Lawsuit Against Bank Directors Thrown Out Over Technicality
In a new case, the complaint was filed by a group of bank shareholders, attempting to plead a “holder claim” for damages incurred as a result of being induced by negligent misrepresentations to hold their bank stock rather than sell it before it became worthless.
With the proliferation of bank failures over the past several years, especially in Georgia, it is no surprise that lawsuits against the officers and directors of the failed banks are beginning to pop up. This type of suit is commonly referred to as a “holder claim.” However, these types of lawsuits require particular allegations be included in the Complaint as well as proof of specific facts. These suits are somewhat akin to a fraud claim in that the plaintiff must show that the defendant made misleading or false statements which induced the plaintiff to buy or hold bank stock.
The Complaint must allege that the defendant had direct, personal communication with the plaintiff. This means either a face to face meeting or a telephone conversation.
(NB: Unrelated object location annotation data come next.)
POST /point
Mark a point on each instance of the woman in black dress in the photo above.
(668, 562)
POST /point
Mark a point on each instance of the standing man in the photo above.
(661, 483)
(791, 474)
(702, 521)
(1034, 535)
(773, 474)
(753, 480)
In other words, the communication must be personal or unique to the plaintiff. A publicly disseminated stock forecasts will not satisfy the direct communication requirement. In addition, the Complaint must also allege specific reliance by actions, as distinguished from unspoken and unrecorded thoughts and decisions, that would indicate the shareholders actually relied on the misrepresentations.
The failure to include either of these allegations in the Complaint will result in a dismissal of the lawsuit, which is exactly what happened in Anderson v. Daniel, No. A11A2106, WL 414465 Ga.App. (February 10, 2012).